Google recently unveiled an upgraded version of its large language model, Gemini 1.5 Pro, which now includes an audio monitoring feature. With this enhancement, Gemini can analyze uploaded audio files, extract key information from earnings conference calls or video audio, and provide insights without the need for transcription.
During the Google Next conference held on Tuesday, Google announced the availability of Gemini 1.5 Pro to the public through its artificial intelligence application development platform, Vertex AI. This release marks the first time the model has been made accessible to external developers since its initial introduction in February of this year.
Gemini 1.5 Pro, positioned as the "middle-weight" model within the Gemini family, has surpassed the performance of its predecessor, Gemini Ultra, which was considered the largest and most powerful variant. Google claims that Gemini 1.5 Pro can comprehend complex instructions and requires no special adjustments for utilization.
It is important to note that the full functionality of Gemini 1.5 Pro is only accessible through Vertex AI. Currently, most users engage with Gemini's large language model through the Gemini chatbot. While Gemini Ultra offers robust support for the Gemini Advanced chatbot and can understand longer inputs, it is less responsive compared to Gemini 1.5 Pro.
In addition to the Gemini 1.5 Pro update, Google has also made advancements to other significant artificial intelligence models, including Imagen 2. This text-to-image generation model enhances Gemini's image generation capabilities by introducing features such as image outpainting and inpainting. These new functionalities allow users to manipulate images by adding or removing elements more flexibly.
To ensure copyright protection and source traceability for images generated by the Imagen model, Google has incorporated SynthID digital watermark technology into all generated images.

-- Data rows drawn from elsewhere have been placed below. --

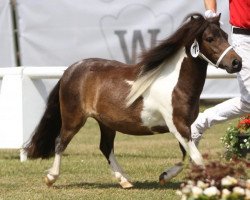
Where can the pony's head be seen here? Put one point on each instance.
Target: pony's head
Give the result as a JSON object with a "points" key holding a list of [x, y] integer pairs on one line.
{"points": [[213, 45]]}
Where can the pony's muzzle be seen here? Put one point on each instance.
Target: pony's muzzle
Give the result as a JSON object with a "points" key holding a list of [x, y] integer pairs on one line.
{"points": [[237, 65]]}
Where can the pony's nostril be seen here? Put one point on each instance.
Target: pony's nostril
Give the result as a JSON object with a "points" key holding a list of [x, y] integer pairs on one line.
{"points": [[236, 63]]}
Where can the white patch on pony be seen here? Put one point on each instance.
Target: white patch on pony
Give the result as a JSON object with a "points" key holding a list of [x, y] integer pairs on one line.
{"points": [[117, 170], [157, 99]]}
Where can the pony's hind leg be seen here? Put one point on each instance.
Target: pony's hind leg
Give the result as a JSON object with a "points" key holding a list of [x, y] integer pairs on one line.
{"points": [[168, 174], [107, 148], [61, 143]]}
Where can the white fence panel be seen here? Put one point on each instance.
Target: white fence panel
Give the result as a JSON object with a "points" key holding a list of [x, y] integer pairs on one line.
{"points": [[7, 52]]}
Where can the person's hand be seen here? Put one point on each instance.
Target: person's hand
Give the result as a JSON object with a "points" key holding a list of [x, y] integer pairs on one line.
{"points": [[210, 14]]}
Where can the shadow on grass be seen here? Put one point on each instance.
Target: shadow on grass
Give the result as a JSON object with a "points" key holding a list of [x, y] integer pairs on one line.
{"points": [[145, 185]]}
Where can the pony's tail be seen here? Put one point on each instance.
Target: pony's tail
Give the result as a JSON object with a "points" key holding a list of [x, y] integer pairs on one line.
{"points": [[42, 143]]}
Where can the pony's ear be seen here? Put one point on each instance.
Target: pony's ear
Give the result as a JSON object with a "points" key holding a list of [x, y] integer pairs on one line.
{"points": [[217, 18]]}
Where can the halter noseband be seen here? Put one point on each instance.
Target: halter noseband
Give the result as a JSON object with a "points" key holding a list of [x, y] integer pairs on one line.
{"points": [[195, 52]]}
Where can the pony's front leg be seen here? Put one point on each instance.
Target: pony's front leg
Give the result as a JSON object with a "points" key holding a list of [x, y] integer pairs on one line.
{"points": [[168, 174], [54, 171]]}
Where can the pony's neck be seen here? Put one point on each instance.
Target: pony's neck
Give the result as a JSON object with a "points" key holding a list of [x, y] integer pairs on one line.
{"points": [[193, 73]]}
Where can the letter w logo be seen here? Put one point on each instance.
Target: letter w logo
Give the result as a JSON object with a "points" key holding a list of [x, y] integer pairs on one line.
{"points": [[137, 41]]}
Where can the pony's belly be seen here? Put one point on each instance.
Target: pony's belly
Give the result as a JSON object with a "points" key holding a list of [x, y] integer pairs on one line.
{"points": [[152, 118]]}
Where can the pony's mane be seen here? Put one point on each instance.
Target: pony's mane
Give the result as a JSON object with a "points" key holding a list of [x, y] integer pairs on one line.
{"points": [[152, 60]]}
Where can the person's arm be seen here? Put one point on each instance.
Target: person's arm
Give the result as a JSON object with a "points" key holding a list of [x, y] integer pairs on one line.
{"points": [[211, 8], [211, 5]]}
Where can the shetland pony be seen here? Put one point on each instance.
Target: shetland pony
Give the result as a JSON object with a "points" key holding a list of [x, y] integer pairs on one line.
{"points": [[157, 95]]}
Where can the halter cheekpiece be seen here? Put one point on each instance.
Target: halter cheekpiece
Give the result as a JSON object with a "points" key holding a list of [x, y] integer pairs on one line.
{"points": [[195, 52]]}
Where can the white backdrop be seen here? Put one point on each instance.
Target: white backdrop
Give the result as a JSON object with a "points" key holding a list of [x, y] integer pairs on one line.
{"points": [[7, 54], [60, 32]]}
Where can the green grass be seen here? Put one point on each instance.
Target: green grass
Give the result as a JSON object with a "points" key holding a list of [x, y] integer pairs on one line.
{"points": [[85, 173]]}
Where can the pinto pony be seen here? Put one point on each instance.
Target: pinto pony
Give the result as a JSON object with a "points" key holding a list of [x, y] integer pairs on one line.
{"points": [[159, 94]]}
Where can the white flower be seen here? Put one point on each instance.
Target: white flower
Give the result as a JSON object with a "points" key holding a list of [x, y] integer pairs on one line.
{"points": [[202, 185], [228, 181], [211, 191], [186, 190], [196, 191], [225, 193], [239, 190]]}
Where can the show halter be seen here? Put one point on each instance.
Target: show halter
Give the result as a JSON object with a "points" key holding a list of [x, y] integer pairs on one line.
{"points": [[195, 52]]}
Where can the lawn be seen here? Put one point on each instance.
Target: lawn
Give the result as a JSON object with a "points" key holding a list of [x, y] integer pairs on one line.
{"points": [[85, 173]]}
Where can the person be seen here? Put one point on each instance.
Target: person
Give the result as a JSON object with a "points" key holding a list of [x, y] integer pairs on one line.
{"points": [[239, 11]]}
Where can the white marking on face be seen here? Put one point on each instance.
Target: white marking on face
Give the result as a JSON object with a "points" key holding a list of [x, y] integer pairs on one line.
{"points": [[79, 62], [118, 172]]}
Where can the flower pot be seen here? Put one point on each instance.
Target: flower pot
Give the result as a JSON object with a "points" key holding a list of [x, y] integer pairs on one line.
{"points": [[243, 151]]}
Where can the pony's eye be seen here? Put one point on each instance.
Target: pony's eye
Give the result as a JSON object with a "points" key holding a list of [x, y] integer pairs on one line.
{"points": [[210, 39]]}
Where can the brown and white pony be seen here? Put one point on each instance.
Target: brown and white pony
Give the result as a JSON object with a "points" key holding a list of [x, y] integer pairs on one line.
{"points": [[159, 94]]}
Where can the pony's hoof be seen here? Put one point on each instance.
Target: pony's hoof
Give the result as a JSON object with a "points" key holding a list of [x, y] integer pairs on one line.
{"points": [[162, 178], [48, 181], [126, 185], [162, 182]]}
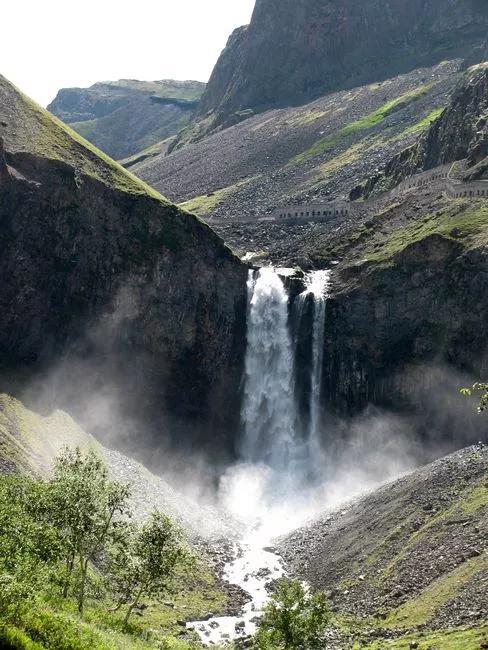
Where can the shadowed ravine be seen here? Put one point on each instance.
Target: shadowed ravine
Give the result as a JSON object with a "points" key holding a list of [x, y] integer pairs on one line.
{"points": [[278, 453]]}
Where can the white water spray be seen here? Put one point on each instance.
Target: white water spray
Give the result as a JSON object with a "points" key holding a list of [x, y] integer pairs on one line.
{"points": [[269, 413], [318, 283]]}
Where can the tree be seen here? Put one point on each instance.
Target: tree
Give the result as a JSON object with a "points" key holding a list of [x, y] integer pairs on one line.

This innovative approach utilizes virtually invisible watermarks that can be detected using specialized tools, effectively identifying the source of an image.
Several features of the Imagen model, such as image extension and infill technology, have been adopted by other text-to-image models, including Stability AI’s Stable Cascade and Getty’s Generative AI by iStock. Moreover, these technologies have found applications in consumer electronics products, such as Samsung Galaxy mobile phones.
Beyond advancements in image generation, Google has also demonstrated a method that combines artificial intelligence-generated answers with Google search results, aiming to provide users with real-time and accurate information. However, it is important to note that answers generated by large language models are not always accurate and can occasionally mislead users. As a result, Google has imposed certain restrictions on the Gemini model, including the prohibition of answering questions related to the 2024 US election.